How Parents Can Help Kids Learn Online

By Melinda Cameron on Thu, May 14, 2020 @ 06:15 PM

At Halifax Learning, parents have always been a big part of their child's reading success. These days, it's more important than ever. But how can parents provide the best support on their child's reading journey, as they learn to read online with SpellRead?

1. Be present...

Kids usually need older family members around to start the Zoom or video chat meetings and to make sure the microphone and camera are working correctly. There can also be times when it's good to be around to troubleshoot any issues that come up, like if kids accidentally click the wrong part of the screen or if there's a problem with wifi.

2. ...but not TOO present.

Classes are designed for kids to do successfully with their class and instructor, so parents don't need to be around to give hints about the answers or do the activities! Any support that's needed will be provided by the instructor.

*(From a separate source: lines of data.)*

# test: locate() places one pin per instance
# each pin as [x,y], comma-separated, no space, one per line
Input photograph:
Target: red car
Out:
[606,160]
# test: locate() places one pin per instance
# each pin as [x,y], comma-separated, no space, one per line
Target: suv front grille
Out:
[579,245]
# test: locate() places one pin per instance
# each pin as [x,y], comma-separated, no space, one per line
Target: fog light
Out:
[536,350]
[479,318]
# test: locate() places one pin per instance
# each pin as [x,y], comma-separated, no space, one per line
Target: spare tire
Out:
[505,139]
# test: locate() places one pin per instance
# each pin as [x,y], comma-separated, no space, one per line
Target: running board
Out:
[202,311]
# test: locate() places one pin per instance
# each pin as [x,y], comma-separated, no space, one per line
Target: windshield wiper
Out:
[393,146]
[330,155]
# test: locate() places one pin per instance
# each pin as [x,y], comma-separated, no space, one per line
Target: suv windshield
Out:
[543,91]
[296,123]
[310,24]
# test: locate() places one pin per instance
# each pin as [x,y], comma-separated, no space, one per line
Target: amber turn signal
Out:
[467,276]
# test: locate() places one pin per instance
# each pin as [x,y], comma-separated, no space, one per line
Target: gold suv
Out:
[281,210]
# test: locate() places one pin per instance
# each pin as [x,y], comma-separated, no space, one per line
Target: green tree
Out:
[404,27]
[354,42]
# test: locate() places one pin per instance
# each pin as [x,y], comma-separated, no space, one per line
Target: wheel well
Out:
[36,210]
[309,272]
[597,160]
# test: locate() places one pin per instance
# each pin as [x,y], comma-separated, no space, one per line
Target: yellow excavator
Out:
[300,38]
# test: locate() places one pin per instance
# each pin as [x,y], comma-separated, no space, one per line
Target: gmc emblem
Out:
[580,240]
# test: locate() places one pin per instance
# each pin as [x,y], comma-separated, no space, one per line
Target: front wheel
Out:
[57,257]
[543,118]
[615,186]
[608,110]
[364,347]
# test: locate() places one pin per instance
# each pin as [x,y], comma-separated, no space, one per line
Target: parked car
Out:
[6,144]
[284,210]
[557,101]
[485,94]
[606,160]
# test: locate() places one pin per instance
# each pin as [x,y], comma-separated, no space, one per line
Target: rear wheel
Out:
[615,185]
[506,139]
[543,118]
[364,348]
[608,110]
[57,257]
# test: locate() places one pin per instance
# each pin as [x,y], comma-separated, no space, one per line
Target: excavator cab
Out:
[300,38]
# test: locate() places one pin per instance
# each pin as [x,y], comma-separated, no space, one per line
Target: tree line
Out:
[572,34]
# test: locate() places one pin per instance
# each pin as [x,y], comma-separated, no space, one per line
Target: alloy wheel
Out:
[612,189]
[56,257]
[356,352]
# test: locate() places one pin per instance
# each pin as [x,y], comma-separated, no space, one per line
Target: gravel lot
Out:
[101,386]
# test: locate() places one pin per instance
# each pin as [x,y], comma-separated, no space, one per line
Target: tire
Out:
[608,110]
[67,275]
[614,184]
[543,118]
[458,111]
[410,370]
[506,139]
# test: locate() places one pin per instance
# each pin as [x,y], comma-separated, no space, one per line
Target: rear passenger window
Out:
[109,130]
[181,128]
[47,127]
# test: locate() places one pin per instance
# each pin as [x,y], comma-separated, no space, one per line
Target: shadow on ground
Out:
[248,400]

3. Have materials at the ready.

Each online class goes by quickly, so the better prepared kids are, the more work that gets done. Some families set an alarm for 10 minutes before each class - that way, they can be logged in and ready to go when the class starts. Better yet, set an alarm for 30 minutes before each class, giving kids time to have a quick snack and drink if needed and to use the washroom.

Supplies kids will usually need to have include:

  • Pencils and a notebook or scribbler
  • Sound cards
  • Speed packs

4. Be positive!

Make your home a safe place to make mistakes. Not every answer will be correct the first try - if it was, what are we even doing here? Encourage kids by noticing when they're working hard. 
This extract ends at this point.